Hello. This GA-T671MG Motherboard is in a packard bell istart F2310 AIO pc,
It was shipped with vista but has been downgraded to xp.

I actually did this once before and found the drivers, But now the HDD has broke down I've had to re-install xp. Found all drivers except the sound, It has a realtek chip onboard but all the realtek drivers I've tried just don't work.

I know this driver exists because I've used it before.

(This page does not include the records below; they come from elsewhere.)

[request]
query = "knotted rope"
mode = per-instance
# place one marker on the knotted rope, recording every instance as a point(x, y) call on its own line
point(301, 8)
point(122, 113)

Any help would be appreciated! :4-dontkno

Thanks!


----------



## Wrench97 (May 10, 2008)

*Re: Neep help finding xp drivers for this board: GA-T671MG*

Give this one a try> http://www.realtek.com.tw/downloads...=24&Level=4&Conn=3&DownTypeID=3&GetDown=false


----------



## djdat (Apr 14, 2008)

*Re: Neep help finding xp drivers for this board: GA-T671MG*

Thanks, Will do and post back result. :wink:


----------



## djdat (Apr 14, 2008)

*Re: Neep help finding xp drivers for this board: GA-T671MG*

Ok thanks m8, That worked! I did also have to install KB888111, Even though it should be on SP3 (?) But got there in the end!

Cheers!! :wave:


----------



## Wrench97 (May 10, 2008)

Good to hear you have it resolved


----------